On the basis of its bare-bones story, Adult Beginners sounds like the majority of adult-aimed comedies. A smattering of high brow sarcasm combined with a few slapstick scenes wrapped together with a convenient moral bow. Delve a little deeper into this trailer though, and the proof may be in the pudding.
While Byrne and Cannavale bring their usual A-game mix of comedy, it’s Kroll who elevates the preview into an appealing riff on adult sibling dynamics. Head on over to Entertainment Weekly’s site to check out the trailer.
Adult Beginners made its worldwide debut at last year’s TIFF and will screen at SXSW next week ahead of its April 24 release.
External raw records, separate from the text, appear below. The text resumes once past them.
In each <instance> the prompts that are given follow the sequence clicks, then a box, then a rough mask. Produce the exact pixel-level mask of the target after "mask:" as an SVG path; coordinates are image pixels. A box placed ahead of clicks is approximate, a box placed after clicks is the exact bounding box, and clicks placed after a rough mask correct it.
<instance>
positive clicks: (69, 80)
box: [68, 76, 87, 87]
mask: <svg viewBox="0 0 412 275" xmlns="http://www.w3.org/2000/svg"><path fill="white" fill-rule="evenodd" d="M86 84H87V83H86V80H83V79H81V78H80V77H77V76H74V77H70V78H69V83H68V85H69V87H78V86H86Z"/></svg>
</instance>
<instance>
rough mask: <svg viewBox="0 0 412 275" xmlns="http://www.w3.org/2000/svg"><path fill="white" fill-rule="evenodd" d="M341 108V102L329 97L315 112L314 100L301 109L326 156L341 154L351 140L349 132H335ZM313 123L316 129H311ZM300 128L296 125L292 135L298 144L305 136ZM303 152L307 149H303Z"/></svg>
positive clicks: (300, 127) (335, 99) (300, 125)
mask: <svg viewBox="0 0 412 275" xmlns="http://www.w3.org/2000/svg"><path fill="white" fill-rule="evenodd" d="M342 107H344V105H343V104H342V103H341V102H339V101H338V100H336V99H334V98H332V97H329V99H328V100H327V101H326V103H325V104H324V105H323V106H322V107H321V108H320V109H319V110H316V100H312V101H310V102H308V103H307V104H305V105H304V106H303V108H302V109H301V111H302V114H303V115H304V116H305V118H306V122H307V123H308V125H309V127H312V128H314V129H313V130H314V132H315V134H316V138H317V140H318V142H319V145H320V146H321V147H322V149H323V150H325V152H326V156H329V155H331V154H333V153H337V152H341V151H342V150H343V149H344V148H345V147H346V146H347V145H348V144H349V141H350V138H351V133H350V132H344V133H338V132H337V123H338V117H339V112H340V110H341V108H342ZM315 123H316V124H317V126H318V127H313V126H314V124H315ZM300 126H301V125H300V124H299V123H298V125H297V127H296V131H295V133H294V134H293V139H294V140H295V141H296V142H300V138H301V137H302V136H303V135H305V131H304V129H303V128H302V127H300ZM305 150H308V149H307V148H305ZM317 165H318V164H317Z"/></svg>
Adult Beginners begins with one yuppie’s disaster. On the eve of the product launch designed to shoot his career into the stratosphere, Jake (Nick Kroll) discovers that, because of a single misstep, his life has plummeted into the dirt. Having lost his girlfriend, his credibility, and over $2.5 million in investor money, Jake retreats to the one place where he’s always welcome: his childhood home, which is now occupied by his pregnant sister Justine (Rose Byrne, also appearing at the Festival in This is Where I Leave You), her husband Danny (Bobby Cannavale), and their three-year-old son, Teddy. Justine and Danny agree that Jake can stay as long as he wants — so long as he agrees to look after Teddy on the weekdays. Used to a high-rollin’ big-city lifestyle, and knowing zilch about childcare, Jake can’t wait for his spell in suburban purgatory to end. But with a little time and a lot of humility, he may just develop a new idea about where he really belongs.